I still expected her to show up. She wouldn’t this time, though. We needed her in Thera, to hold the Duchy in place in case anyone took this opportunity to attack us. In Eldador the port, the Oligarchs would have to hold power as best they could, and control our beloved monarch. J’her was doing what he was doing, sort of as my unofficial regent – vague enough so that no one knew what power he had.
We were approaching Uman City. Surely they knew we were coming by now. In a few hours we would be able to see the city walls. We would press on until we were a mile away, and then camp outside like a siege army. I would enter with four wizards, two from Dorkan, one an Eldadorian and one an Uman-Chi.
I had personally disgraced him. Outpost IX had been carved into sections with different families responsible for them, and his family had run the gate and towers. They had been relieved. He had been out to sea and been duped by our ‘throw one to the wolves’ trick, and managed with his officers to make it back to Outpost IX.
Uman-Chi live a long time, Uman and Men less so. He would see many generations of us come and go, and they wouldn’t remember his shame for so long as his own people would.
There are a lot of ways to birth a Wolf Soldier.
A fast rider came back to us, up the road from Uman City. We rode out to meet him, not because we couldn’t wait, but to make sure bad news didn’t make it to the men.
I’d chosen Andarans for all of my fast riders. He came from the Red Tail tribe, a clan that had some kinship with the Long Manes. Two Spears knew him and liked him.
“Report,” I barked at him.
“Their gates are closed, the Eldadorian flag flies from the walls. Peasants are shuttered in their houses, and their herds are in, not roving.”
That is what you did to make ready for a conquering army. They knew why we were here.
“Are we the first here?” I asked.
He nodded. “We have seen no sign of the Free Legion,” he told me. “I
spoke with other outriders. In the winter, though, there would be no dust from their army. We would have to be right on top of them to see them.”
It was true. The hard packed ground, cold with frost, wouldn’t kick up any dust.
I dismissed him and looked at Two Spears. “Pick a squad of heavy horse,” I ordered him, “send them in the direction of the Plains of Angador. They can go today, and all tomorrow, then they come back if they haven’t found the army.”
We had asked for Ancenon’s help, but had left before he could have contacted us. They were under no obligation to come if they didn’t want to – the Fire Bond didn’t cover this.
With this few, I could siege Uman City, but I couldn’t overrun it. Not when they were ready for us and hiding behind the city’s walls.

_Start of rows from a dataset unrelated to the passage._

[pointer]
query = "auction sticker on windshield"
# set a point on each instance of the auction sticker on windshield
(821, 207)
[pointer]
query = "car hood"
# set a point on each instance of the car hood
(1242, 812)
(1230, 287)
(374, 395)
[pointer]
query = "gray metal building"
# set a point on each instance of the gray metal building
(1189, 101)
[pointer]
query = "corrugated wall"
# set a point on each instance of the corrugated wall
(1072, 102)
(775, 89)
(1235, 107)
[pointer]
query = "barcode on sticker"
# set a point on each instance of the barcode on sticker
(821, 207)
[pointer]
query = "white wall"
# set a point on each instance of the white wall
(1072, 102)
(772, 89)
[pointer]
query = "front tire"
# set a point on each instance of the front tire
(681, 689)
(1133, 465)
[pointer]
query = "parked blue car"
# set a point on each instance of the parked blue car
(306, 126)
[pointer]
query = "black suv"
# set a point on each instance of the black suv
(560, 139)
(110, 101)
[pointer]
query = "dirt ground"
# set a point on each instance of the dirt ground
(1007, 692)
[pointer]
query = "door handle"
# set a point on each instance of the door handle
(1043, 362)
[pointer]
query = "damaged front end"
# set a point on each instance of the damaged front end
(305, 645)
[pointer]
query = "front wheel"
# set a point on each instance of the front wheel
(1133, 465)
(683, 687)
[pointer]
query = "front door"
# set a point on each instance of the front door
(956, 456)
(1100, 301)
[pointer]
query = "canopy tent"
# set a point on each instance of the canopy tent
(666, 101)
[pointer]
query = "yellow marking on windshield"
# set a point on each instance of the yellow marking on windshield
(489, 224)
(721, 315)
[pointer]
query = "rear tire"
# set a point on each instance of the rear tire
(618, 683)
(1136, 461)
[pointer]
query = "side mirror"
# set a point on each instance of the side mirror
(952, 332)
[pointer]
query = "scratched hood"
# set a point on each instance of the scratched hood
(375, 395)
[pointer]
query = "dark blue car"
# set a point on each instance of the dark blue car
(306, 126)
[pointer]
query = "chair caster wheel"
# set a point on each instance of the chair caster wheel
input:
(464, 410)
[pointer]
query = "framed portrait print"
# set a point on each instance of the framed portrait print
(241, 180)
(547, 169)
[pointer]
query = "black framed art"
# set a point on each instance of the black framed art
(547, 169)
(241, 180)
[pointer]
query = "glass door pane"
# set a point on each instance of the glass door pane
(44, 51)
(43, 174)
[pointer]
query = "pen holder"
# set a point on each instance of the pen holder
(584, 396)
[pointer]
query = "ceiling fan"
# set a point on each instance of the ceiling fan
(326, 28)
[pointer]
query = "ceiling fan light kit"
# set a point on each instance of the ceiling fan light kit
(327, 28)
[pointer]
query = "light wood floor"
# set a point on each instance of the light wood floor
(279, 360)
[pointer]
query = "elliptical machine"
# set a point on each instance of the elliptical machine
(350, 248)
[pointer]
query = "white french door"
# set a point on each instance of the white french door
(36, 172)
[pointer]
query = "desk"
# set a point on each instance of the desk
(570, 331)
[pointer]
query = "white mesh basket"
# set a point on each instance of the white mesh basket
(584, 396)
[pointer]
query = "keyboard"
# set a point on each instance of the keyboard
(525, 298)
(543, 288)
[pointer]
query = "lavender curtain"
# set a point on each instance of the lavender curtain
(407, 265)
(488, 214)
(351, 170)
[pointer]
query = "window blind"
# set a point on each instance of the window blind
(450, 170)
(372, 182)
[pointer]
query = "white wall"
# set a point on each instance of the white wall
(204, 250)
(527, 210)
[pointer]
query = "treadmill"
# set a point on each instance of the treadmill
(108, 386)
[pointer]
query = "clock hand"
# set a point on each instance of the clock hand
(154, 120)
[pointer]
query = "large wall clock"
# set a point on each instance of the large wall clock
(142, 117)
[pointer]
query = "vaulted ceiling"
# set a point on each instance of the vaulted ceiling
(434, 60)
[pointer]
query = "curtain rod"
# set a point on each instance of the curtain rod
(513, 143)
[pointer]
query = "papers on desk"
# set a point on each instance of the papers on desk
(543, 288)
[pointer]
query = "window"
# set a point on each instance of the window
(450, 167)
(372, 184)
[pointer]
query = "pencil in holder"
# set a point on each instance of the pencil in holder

Two Spears dispatched the men. We would have to see what a few days brought.
I rode up to the gates with my wizards. Two Spears had the army in construction of the small city. Tomorrow we would train on the field. Compared to the last three weeks, it would be an easy day, just to sprint and charge and parry.
We had about five days of food left. We couldn’t mess around. Even if I sent a fast rider for aid, the men would be hungry for two days unless I could get food from Uman City.
My herald approached the gate, the Wolf’s Head banner of the Wolf Soldiers snapping from his standard.
“Make way for Lupus the Conqueror,” he said.
That got a curious reaction at the gate. They’d been expecting the Heir, no doubt.
“The gates are closed,” the gate guard shouted back.
Uman City had a single gate, pointed out to the plains. It opened to the left on a series of pulleys. A portcullis stood before the wooden doors, which could be dropped at any time. On the Bay side they’d built long, fortified wharves, slick with ice and inaccessible to us. They didn’t do much trade at this time of year, the fleets had been called in and the sailors manned the gates. The city wall had no gate on the Bay side, and the port seemed more like its own city.
Beside the portcullis and the gate, on the right, stood a tower that reached fifteen feet higher than the city’s 25-foot wall. The towers had been built fifty feet across, and showed arrow slots on every level, to the outside and within the gate.